The Police Federation's Fred Broughton
"It was very clear today how police officers feel"
 real 28k

The BBC's Jon Silverman
"Jack Straw's fifth speech was by far his most uncomfortable"
 real 28k

Wednesday, 16 May, 2001, 18:08 GMT 19:08 UK
Straw jeered by police conference
Mr Straw speaks to the conference
Mr Straw was heckled and slow handclapped
Home Secretary Jack Straw was heckled as he addressed more than 1,000 police officers at their annual conference in Blackpool.

Delegates shouted and jeered as Mr Straw outlined the government's policies on law and order.

There were roars of laughter when he said that being a police officer was a popular job.

And when he said the number of officers leaving the force was "stable and low", the delegates began clapping slowly.

Harsher punishment

However, delegates applauded when the home secretary outlined proposed reforms of the criminal justice system.

Mr Straw told the conference that relevant previous convictions of defendants should be made known to a jury.

"And since the prosecution rightly have to disclose all expert evidence and names of all witnesses to the defence, what is wrong with the defence disclosing all their witnesses and expert evidence to the prosecutors?

"It is done in Scotland and we are going to do it here."

Mr Straw outlined proposals to punish more harshly persistent offenders and to tighten up on granting bail to persistent young criminals.

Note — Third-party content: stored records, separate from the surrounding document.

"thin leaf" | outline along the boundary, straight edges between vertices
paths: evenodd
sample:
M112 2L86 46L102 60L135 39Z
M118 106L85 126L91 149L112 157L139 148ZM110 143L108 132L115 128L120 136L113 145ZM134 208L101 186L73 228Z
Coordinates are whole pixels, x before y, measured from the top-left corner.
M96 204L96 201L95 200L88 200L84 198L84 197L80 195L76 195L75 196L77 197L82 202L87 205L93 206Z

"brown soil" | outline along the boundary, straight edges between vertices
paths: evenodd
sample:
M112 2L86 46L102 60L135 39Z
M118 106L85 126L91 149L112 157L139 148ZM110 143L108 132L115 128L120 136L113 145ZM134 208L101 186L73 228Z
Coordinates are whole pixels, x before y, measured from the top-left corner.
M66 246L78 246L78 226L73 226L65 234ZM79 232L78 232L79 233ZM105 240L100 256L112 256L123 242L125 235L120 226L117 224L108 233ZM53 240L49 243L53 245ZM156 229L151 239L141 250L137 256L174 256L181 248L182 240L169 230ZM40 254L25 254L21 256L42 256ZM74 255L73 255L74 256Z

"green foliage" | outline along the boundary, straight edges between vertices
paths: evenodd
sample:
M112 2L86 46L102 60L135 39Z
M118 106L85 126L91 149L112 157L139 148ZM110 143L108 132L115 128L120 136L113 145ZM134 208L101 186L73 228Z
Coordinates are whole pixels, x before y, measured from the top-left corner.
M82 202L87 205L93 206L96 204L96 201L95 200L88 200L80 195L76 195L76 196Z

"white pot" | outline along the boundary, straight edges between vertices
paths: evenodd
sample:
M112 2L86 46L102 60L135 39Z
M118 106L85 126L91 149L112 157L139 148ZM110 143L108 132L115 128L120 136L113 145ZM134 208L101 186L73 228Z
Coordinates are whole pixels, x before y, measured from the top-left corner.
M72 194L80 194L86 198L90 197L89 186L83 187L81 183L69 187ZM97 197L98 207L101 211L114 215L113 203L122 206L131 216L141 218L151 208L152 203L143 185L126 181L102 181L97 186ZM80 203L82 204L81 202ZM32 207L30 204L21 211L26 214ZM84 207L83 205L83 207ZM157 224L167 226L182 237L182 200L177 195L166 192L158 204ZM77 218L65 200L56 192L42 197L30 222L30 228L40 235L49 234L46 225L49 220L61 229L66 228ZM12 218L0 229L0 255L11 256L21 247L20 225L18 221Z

And he said assets seized from criminals should go straight back into law enforcement.


Shadow home secretary Ann Widdecombe said Mr Straw had been "rumbled" by the Police Federation whose members were "sick and tired of being let down by Labour".

"Jack Straw has failed to keep the promises on police numbers, to crack down on assaults against officers, to address declining morale in the service and to deliver tougher sentences for criminals," she said.

"All these promises have been made personally by Jack Straw to the Police Federation."

Glen Smyth, chairman of the Metropolitan division of the federation, said Mr Straw looked "clearly shaken".

But at a news conference after the address, Mr Straw dismissed the heckling, saying: "I am used to rumbustious meetings".

Fred Broughton, chairman of the Police Federation, which held the conference, said the delegates' behaviour had been borne of "frustration".

"There was a reaction on police numbers and these police officers here this week have come from police stations where they are under intense pressure," he said.

Earlier, Mr Broughton had told the conference that morale in the service was extremely low.

He again urged politicians to increase police numbers and improve conditions for officers.